Beware that in many cases, the employer, who is nominally the “Plan Administrator” may not have all the “relevant documents.” Many times, the benefit provided is actually provided by an insurance company, and that insurance company acts as a “claims fiduciary.”
Therefore, under the ERISA regulations, the insurance company has an obligation to provide all the “relevant documents” in its possession. Also, as an ERISA fiduciary, the insurance company has a fiduciary duty to fully answer any questions and to affirmatively give information that your client needs to pursue a claim.
ERISA § 502(c)(1) provides that “any administrator” who “refuses to comply with a request for any information which such administrator is required by this title to furnish” shall be, in the court’s discretion, liable to the participant for up to $110 a day.
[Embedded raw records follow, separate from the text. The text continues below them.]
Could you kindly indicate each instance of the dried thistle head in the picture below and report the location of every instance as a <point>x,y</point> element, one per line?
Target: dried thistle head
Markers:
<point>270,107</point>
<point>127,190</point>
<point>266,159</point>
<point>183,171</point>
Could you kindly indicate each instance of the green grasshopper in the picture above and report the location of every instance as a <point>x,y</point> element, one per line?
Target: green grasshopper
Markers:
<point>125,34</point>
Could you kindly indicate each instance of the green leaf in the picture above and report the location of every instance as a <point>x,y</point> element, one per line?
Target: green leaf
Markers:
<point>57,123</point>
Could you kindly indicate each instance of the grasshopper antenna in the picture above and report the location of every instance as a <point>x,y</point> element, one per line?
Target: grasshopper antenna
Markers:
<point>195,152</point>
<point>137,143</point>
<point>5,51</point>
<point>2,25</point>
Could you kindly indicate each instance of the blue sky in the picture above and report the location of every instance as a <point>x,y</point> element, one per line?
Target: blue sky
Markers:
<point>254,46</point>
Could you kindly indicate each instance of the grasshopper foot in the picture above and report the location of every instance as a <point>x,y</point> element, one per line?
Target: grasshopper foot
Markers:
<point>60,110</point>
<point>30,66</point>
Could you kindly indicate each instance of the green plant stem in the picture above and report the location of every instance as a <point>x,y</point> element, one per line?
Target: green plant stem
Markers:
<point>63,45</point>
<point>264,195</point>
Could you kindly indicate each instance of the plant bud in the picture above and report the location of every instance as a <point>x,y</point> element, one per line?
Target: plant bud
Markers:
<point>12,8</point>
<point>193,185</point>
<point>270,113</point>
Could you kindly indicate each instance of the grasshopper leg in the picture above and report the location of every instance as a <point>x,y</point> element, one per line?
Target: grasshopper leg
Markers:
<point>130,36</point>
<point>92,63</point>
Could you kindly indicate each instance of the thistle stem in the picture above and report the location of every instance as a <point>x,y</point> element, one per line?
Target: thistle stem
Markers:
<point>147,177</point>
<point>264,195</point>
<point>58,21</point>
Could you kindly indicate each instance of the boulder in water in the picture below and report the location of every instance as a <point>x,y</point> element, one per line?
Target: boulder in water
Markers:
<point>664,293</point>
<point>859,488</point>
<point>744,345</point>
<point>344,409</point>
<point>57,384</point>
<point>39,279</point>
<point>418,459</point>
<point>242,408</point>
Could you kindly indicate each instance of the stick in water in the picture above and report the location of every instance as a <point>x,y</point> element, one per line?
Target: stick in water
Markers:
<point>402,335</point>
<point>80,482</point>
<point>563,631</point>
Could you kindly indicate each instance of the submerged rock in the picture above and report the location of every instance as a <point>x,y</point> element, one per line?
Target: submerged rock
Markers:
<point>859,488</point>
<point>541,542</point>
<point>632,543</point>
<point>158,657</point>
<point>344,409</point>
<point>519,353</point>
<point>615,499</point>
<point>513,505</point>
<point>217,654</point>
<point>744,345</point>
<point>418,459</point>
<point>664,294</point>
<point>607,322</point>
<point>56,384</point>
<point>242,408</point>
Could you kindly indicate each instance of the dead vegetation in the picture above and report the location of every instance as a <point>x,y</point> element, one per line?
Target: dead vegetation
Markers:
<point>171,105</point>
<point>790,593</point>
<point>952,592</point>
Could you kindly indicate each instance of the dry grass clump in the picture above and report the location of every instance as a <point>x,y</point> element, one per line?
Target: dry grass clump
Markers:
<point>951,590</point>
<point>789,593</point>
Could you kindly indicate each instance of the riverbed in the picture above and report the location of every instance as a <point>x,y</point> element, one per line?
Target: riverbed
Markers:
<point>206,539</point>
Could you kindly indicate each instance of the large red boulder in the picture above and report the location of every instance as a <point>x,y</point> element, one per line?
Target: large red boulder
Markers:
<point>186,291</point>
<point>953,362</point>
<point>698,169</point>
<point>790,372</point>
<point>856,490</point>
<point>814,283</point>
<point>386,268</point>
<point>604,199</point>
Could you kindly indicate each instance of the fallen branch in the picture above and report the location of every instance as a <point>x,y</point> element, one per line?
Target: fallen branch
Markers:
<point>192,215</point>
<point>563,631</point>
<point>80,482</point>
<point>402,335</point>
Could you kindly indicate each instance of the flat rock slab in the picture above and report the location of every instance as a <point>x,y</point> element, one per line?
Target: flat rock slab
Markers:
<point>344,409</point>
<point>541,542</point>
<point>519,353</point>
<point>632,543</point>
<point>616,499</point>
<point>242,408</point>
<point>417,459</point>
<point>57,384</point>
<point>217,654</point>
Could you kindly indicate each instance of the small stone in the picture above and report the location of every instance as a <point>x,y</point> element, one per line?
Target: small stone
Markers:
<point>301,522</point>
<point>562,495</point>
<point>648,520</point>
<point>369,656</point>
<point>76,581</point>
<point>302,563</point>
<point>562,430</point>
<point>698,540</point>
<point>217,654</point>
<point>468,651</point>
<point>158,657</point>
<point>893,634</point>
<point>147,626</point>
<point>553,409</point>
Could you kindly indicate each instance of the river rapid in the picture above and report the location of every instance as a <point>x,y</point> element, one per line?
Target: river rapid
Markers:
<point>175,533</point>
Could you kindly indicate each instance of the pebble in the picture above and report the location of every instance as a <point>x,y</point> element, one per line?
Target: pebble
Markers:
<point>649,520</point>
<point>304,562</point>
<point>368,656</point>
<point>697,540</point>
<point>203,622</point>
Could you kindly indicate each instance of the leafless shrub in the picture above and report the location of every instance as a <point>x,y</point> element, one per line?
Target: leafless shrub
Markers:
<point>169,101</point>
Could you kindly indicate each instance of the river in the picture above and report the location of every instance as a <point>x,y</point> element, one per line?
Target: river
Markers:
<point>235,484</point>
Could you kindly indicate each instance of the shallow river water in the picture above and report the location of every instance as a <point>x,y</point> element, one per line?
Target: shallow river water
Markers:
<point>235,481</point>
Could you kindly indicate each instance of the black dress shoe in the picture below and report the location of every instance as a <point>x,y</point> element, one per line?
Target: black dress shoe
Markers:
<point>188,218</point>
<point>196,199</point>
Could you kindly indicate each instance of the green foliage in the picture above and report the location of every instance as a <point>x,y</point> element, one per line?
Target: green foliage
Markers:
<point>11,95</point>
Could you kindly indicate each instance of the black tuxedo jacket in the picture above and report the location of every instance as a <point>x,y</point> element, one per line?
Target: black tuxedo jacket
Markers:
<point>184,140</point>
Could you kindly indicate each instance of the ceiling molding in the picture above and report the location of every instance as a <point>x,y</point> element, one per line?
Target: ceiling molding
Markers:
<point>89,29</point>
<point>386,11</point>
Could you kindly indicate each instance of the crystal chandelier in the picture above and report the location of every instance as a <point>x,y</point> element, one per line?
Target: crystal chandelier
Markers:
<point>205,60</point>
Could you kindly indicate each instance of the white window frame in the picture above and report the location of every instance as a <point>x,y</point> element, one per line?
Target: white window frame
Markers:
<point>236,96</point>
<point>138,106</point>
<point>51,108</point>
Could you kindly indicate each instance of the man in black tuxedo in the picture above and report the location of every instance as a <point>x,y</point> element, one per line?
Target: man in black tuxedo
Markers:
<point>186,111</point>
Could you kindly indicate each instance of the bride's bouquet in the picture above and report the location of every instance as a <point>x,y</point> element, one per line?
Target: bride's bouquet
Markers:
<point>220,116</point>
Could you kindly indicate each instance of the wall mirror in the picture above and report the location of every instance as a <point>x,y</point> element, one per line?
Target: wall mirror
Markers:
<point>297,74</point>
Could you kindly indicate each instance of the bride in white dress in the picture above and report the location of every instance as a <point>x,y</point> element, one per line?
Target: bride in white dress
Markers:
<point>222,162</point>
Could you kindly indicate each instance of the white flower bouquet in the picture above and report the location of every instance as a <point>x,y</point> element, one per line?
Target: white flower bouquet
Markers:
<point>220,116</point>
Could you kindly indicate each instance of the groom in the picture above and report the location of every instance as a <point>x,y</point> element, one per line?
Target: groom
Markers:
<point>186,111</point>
Unfortunately, most circuits have read into ERISA an additional implied term that the language “any administrator” actually means only the Plan Administrator. See, e.g., Addison v. Hartford Life and Accident Insurance, 2003 WL 23413737, *3 (E.D. Tenn. 2003) (“the Sixth Circuit has expressly held that an insurance company, which is not a plan administrator cannot be held liable for statutory damages [under § 1132(c)] for failure to comply with an information request.”).
In sum, attorneys should get in the habit of writing to the employer (attention “Plan Administrator”) and to the insurance company, asking for any plan documents, including any insurance policies, summary plan descriptions or other documents describing what benefits an employee might be entitled to, and what the employee needs to do to apply for those benefits. If necessary, the attorney should follow up, in writing, to ensure the information is provided.